La reciente liberación de dos adultos y sus dos crías en el Gran Parque Iberá, provincia de Corrientes, marca un momento histórico para la zoología nacional y para la conservación de especies emblemáticas de Sudamérica.
Una especie extinta en Argentina desde 1986
El último grupo familiar de nutria gigante fue observado en Argentina en 1986. Desde entonces, solo se registraron avistamientos aislados, sin evidencia de reproducción ni presencia estable.
La especie fue considerada extinta a nivel nacional, víctima de la caza furtiva por su piel y la alteración de su hábitat acuático.
Características de un gigante sociable
La nutria gigante es el mustélido más grande del mundo, alcanzando hasta 1,8 metros de longitud, con una cola aplanada de casi un metro y un peso que ronda los 33 kilos.
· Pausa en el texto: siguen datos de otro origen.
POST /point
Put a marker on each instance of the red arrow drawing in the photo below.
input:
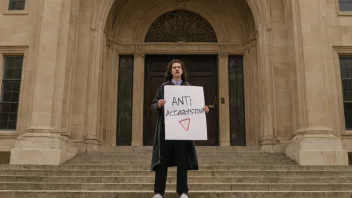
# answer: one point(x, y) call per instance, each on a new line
point(185, 123)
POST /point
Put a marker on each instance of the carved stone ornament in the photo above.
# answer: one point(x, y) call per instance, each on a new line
point(181, 26)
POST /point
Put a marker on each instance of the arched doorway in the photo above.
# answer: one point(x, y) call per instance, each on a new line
point(181, 26)
point(150, 38)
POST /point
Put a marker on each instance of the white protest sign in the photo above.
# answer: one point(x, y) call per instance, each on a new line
point(184, 115)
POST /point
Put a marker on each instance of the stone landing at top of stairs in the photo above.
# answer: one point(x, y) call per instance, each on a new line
point(226, 172)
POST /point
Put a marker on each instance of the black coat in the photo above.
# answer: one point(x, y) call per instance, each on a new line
point(192, 159)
Su comportamiento es altamente social y cooperativo, formando grupos familiares cohesionados que cazan, juegan y se comunican mediante vocalizaciones complejas. Su presencia en los humedales contribuye al control de poblaciones de peces y crustáceos, favoreciendo el equilibrio del ecosistema.
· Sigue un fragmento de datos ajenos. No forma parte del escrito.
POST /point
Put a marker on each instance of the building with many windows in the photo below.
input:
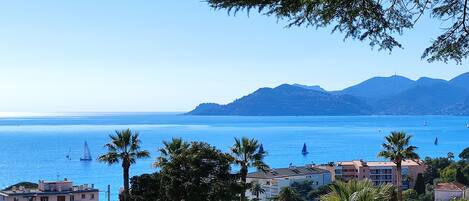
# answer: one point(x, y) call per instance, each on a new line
point(51, 191)
point(450, 191)
point(379, 172)
point(273, 180)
Un proyecto de reintroducción sin precedentes
La reintroducción de la nutria gigante en Iberá comenzó a gestarse en 2006 como idea conceptual, y tomó forma operativa en 2017, cuando Rewilding Argentina inició el diseño del proyecto junto a especialistas de la Unión Internacional para la Conservación de la Naturaleza (UICN). El desafío era inédito: no quedaban ejemplares en cautiverio en todo el país.
Gracias al apoyo de zoológicos europeos, en 2019 llegó la primera pareja reproductora, dando inicio a un proceso de adaptación progresiva. En 2025, se concretó la liberación de una familia completa, marcando el retorno efectivo de la especie a su hábitat original.
Estrategia de liberación blanda y monitoreo activo
El método utilizado fue la liberación blanda, que permite a los animales entrar y salir libremente de un recinto ubicado en Iberá, explorando el entorno de forma segura. Durante esta etapa, un equipo especializado monitorea:
- Las habilidades de caza de los individuos
- Su orientación territorial
- Su estado de salud y comportamiento social
Este enfoque busca garantizar que los ejemplares estén preparados para una vida completamente silvestre, minimizando riesgos y maximizando su integración al ecosistema.
Restaurar lo perdido: una apuesta por la biodiversidad
La reintroducción de la nutria gigante no solo recupera una especie extinta en Argentina, sino que reconecta al Iberá con su historia natural, devolviendo al paisaje uno de sus depredadores acuáticos más importantes.
Además, fortalece el rol del parque como modelo de restauración ecológica, donde la cooperación internacional, la ciencia aplicada y el compromiso comunitario convergen para revertir procesos de degradación ambiental.